Monday, January 11, 2010

Ramblings of a Portfolio Manager 1-11-2010

Fair is Foul and Foul is Fair
--Macbeth

The old saying on Wall Street is “as goes January so goes the year.” It’s a quaint little scrap of urban legend that suggests the first week of trading in the stock market—the Dow Jones Industrial Average—foreshadows the remainder of the year. Over the years stock traders, ever an impatient lot, have further distilled the adage into “as goes the first week of January, so goes January” thus avoiding the wait until the 31st to make their asset allocation decisions. Not to be outdone other, equally superstitious, traders have added the Super Bowl Indicator, which suggests a correlation between the winner of the big game and the performance of the equity markets (Dow) in that calendar year (old NFL team wins are good, former AFL team victories are bad). While both myths are good for a chuckle, there is a surprising correlation between them and Dow performance. The Superbowl Indicator has a better than 88% accuracy rate over its life while the so-called January Barometer has demonstrated predictive power 73% of the time when the indicator points up. It’s all spurious, of course, but it gives the tooth fairy believers among us in the markets something to which to look forward during the bleak winter weeks. But we digress.

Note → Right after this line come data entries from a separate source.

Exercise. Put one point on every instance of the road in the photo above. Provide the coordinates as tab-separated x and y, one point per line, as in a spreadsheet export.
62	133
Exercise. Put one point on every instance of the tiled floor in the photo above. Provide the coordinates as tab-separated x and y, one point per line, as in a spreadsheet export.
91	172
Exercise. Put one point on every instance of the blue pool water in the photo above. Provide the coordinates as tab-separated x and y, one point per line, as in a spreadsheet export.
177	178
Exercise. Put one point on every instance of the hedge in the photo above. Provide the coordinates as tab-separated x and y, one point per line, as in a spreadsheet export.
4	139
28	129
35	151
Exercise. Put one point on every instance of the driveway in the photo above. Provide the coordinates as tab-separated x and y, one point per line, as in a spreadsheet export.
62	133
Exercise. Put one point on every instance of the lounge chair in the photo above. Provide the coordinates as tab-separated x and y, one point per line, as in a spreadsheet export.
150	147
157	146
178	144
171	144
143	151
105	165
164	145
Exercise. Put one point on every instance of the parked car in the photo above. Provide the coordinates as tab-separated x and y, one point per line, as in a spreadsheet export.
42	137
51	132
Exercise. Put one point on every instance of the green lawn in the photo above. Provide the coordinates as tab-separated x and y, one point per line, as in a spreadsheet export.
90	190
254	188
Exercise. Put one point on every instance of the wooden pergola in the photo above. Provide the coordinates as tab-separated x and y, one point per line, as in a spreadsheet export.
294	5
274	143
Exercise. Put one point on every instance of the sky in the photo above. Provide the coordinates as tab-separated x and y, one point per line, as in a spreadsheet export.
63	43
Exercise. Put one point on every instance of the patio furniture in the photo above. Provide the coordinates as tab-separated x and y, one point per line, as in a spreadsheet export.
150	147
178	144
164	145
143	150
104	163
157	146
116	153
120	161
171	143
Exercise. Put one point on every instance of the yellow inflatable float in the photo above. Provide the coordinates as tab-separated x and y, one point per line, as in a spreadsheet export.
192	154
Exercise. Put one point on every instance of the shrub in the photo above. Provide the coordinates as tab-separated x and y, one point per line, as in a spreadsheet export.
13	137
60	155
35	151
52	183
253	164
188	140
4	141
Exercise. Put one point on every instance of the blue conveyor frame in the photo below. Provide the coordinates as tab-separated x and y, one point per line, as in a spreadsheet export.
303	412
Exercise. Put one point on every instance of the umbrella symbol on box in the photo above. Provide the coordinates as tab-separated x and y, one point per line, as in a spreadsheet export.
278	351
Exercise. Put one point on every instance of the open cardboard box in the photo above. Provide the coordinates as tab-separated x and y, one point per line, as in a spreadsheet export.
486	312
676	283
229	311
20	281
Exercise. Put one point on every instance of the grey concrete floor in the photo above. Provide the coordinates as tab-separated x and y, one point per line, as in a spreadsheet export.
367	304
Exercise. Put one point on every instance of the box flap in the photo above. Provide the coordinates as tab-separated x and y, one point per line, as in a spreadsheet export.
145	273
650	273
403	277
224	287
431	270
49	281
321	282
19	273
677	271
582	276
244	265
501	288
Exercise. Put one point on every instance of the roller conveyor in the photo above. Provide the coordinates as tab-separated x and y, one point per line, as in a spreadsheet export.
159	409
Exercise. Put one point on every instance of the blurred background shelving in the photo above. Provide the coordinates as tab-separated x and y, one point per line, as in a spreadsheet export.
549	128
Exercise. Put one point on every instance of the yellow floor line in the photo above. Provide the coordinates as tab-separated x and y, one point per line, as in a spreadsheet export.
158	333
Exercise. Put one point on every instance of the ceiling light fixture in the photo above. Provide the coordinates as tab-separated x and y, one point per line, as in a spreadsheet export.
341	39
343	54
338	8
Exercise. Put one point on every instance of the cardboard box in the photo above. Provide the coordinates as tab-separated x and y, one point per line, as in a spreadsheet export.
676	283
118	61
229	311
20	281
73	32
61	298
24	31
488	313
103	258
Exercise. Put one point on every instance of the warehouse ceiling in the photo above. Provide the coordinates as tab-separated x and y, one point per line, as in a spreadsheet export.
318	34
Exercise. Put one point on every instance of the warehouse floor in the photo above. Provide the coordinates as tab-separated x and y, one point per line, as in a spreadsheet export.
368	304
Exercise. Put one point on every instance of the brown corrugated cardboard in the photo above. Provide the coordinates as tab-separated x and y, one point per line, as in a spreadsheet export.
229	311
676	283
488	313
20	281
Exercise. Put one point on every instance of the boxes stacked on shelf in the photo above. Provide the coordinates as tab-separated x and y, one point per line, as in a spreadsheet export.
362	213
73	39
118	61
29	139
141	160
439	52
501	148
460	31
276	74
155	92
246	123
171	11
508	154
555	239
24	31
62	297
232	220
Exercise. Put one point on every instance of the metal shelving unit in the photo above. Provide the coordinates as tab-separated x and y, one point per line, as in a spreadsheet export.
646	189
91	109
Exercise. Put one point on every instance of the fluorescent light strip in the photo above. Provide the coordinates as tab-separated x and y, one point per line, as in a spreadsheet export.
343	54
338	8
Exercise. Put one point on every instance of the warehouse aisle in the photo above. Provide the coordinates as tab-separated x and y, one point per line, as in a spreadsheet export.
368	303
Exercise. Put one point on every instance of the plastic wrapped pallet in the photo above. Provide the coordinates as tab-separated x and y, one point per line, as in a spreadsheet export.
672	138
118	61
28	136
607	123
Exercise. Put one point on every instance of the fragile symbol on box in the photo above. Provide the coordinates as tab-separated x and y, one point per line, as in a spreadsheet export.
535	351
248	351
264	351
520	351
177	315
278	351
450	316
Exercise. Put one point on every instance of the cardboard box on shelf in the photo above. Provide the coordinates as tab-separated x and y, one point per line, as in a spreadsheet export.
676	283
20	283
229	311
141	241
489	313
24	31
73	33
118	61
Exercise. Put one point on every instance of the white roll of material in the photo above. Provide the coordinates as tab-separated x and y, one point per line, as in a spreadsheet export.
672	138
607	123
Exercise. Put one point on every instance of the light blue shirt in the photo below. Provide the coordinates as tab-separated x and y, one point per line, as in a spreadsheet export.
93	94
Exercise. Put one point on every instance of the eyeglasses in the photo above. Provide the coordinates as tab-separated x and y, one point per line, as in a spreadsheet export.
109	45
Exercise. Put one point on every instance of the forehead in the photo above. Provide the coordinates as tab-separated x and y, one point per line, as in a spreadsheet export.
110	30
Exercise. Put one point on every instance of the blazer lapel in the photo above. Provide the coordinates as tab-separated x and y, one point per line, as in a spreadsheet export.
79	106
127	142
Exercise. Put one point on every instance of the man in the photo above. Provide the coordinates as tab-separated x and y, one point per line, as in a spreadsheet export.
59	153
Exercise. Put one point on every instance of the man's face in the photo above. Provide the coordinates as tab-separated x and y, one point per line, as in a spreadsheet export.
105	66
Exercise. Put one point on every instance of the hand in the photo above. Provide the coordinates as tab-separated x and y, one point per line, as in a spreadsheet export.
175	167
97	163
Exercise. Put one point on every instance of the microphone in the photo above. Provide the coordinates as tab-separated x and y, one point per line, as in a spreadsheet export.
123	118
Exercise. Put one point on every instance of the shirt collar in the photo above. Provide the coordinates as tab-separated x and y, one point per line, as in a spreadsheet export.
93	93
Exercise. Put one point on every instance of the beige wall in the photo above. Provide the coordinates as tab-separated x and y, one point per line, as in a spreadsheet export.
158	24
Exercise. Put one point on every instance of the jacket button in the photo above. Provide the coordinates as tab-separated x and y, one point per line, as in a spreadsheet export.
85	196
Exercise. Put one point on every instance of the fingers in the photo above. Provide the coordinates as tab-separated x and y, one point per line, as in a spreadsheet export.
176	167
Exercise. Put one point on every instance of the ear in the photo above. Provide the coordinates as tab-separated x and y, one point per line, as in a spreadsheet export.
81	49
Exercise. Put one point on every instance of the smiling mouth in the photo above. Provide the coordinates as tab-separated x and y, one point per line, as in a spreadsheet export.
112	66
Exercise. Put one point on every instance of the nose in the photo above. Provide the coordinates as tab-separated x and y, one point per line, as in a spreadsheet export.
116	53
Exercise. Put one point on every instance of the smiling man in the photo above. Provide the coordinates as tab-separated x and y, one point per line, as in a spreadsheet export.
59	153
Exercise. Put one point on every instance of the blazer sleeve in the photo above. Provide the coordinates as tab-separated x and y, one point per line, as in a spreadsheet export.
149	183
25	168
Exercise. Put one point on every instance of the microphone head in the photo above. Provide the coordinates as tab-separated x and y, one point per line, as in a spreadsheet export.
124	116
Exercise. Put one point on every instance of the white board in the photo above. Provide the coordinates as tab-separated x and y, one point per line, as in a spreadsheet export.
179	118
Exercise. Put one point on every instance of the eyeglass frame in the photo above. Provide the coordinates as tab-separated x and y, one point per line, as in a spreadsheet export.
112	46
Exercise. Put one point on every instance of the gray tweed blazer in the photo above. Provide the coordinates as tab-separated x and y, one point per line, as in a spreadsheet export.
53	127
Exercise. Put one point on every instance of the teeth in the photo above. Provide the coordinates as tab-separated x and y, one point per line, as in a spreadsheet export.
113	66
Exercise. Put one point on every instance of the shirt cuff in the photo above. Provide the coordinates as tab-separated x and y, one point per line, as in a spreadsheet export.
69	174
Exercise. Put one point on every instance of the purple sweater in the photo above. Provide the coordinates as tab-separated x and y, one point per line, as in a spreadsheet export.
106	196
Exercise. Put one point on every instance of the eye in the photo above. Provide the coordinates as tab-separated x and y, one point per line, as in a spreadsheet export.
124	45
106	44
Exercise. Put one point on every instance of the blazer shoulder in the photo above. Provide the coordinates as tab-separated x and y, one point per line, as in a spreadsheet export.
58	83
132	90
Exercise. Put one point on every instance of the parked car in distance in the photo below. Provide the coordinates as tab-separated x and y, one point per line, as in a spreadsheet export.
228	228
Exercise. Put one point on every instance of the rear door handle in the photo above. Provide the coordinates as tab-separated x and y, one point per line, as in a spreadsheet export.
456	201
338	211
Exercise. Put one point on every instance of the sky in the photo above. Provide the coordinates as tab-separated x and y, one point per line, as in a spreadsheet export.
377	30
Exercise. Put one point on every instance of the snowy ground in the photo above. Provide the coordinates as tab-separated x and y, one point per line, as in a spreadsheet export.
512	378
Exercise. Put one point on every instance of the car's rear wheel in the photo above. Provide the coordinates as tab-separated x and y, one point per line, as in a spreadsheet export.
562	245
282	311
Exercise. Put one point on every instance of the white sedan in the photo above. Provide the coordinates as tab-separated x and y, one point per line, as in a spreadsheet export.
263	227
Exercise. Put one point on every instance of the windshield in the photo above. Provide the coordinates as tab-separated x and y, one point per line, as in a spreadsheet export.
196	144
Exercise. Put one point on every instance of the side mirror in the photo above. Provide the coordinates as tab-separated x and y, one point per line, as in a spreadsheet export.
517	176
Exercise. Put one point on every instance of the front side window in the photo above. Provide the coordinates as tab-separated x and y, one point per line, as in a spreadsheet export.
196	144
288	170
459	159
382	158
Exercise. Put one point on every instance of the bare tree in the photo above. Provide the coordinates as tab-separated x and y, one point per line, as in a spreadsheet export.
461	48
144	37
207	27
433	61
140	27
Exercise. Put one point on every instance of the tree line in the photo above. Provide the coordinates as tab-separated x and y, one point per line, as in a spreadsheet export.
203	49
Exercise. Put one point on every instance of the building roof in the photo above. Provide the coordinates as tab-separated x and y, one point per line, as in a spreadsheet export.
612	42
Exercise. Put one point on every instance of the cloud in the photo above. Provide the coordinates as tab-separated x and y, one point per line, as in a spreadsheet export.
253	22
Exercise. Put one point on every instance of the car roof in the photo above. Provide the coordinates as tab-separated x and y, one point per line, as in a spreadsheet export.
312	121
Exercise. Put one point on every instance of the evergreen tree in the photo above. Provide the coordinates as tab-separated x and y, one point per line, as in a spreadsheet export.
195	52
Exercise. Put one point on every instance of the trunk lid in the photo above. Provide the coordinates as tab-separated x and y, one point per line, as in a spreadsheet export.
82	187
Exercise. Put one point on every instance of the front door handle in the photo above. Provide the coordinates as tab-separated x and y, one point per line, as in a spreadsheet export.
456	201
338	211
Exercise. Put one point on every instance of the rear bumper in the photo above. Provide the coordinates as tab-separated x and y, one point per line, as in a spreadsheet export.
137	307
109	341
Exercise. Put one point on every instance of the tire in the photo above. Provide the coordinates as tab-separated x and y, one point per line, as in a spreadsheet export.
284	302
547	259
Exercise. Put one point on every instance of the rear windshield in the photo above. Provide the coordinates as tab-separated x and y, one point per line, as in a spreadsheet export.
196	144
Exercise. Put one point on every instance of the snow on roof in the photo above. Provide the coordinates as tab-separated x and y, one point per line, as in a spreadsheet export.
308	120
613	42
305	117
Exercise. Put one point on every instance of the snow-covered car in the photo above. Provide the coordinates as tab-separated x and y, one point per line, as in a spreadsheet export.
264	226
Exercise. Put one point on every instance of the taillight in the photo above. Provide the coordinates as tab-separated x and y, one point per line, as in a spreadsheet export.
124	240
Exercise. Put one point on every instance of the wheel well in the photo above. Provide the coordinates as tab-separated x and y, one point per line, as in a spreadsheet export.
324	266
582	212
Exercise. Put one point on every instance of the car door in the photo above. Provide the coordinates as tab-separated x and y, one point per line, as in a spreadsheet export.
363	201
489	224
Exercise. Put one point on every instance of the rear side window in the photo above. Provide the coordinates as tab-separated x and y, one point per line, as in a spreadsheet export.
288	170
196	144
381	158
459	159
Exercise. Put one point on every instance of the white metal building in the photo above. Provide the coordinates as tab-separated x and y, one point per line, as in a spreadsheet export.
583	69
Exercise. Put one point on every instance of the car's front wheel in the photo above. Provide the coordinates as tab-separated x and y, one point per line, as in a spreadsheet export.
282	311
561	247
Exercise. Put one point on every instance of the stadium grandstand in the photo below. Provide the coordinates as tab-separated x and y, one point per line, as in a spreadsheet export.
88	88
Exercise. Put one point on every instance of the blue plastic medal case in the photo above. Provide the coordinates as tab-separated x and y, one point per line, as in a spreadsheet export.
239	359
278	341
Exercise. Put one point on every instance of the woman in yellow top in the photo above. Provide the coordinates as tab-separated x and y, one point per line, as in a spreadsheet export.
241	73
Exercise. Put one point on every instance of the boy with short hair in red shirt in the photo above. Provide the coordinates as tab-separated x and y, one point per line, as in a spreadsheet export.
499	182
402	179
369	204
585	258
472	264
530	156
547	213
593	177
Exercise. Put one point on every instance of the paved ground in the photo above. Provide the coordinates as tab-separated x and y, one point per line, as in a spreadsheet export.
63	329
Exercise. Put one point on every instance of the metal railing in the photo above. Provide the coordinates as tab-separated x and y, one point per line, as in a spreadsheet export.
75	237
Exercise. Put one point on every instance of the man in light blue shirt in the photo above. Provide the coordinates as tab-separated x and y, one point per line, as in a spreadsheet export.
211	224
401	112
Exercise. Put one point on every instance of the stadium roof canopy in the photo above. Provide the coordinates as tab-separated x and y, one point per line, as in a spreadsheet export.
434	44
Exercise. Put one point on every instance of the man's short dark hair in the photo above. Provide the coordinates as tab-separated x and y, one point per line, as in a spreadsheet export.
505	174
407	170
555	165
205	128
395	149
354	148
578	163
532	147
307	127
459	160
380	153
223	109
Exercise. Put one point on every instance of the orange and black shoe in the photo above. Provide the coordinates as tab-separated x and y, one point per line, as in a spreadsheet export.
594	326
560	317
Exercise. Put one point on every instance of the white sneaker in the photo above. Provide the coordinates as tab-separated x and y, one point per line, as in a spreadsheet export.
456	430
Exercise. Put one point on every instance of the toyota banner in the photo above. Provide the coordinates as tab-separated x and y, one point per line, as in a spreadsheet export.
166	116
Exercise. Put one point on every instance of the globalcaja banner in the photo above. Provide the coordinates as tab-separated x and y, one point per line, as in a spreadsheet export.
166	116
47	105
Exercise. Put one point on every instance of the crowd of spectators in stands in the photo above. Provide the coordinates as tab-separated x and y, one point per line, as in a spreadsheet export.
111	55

The US equity markets got a good start to the new year last week. The Dow rose 1.82% while the S&P 500 gained 2.74% and the Russell 2000 Index of small cap stocks bested them all at +3.08%, giving believers in the January Barometer something to cheer. What was remarkable to some, however, is that these gains came amid the release of mixed to weak economic data: Construction Spending kicked off the week coming in slightly worse than expected, down 0.6%, followed by the ISM Index, which was slightly better at 1.1% vs. a forecast of 0.5%. Pending Home Sales were a disaster, down 16% vs. a +2.0% forecast but the 800 lb. gorilla broke the scales on Friday when Nonfarm Payrolls were reported at -85,000 vs. a forecast of flat and some market expectations of a rise. While most of the market gains occurred on Monday, the first trading day of the year, the markets failed to give it back during the rest of the week and actually tacked on slight gains over the remaining trading days even in the face of the weak economic news, especially on Friday. To the market skeptics this behavior was absurd; to us it was predictable.

Market bears have decried the rally since it began on March 9th and they’ve thrown every known investment cliché at it—from “too far too fast” to “not supported by fundamentals” to a cornucopia of chart-speak we don’t understand so will not quote here. Having failed to receive their expected revisit of the Dow to the 6000 region, these same skeptics are now calling for the end to come when the Federal Reserve begins to withdraw liquidity and hike rates, which was expected to occur later this year. Here we cannot disagree with them. While we believe much of the markets’ rise since March has been the result of them doing their job as discounting mechanisms, anticipating the economic rebound we are now seeing, much still has been liquidity-driven. An effective short-term interest rate of zero has made the equity markets look “cheap” in many investment models--not to mention what that implied yield curve has done to bank earnings--and the result has been as remarkable as it has been predictable. Anyone who doubts the rate effect on the markets need only look at the inverse correlation between the dollar and markets over the last year or, more recently, the sideways action of equities amid the increasing belief that the Fed will begin to raise rates sometime in mid-2010. In fact, we were prepared, earlier this week, to call this piece “Sell in May and Go Away,” suggesting that if most market participants expected a June-July rate hike, then the time to get out of equities would be months earlier. Friday changed all that. The weak jobs numbers, we believe, have pushed out market expectations of a rate rise to later in the year. Before the report PIMCO’s Bill Gross was calling for no rate hike at all this year and few believed him—now, many do.

So what do we expect now, as we head into earnings season? Perversely, we believe that for individual equities, bad news will continue be seen as negative and good news good, while for the equity markets as a whole, bad news—in the form of weak economic data--will be positive overall as it will push further out the expected date the Fed will have to take back the proverbial “punch bowl.” Add on top the cynical optimists (like us) who believe that continued weak jobs data will spur the White House into releasing more Fiscal stimulus programs ahead of the mid-term elections and you have a recipe for continued market gains amid lackluster economic reports. Last week we poked fun at investment managers who call each year for a “market of stocks” versus a “stock market” but for the upcoming quarter, at least, that just might be what we will see.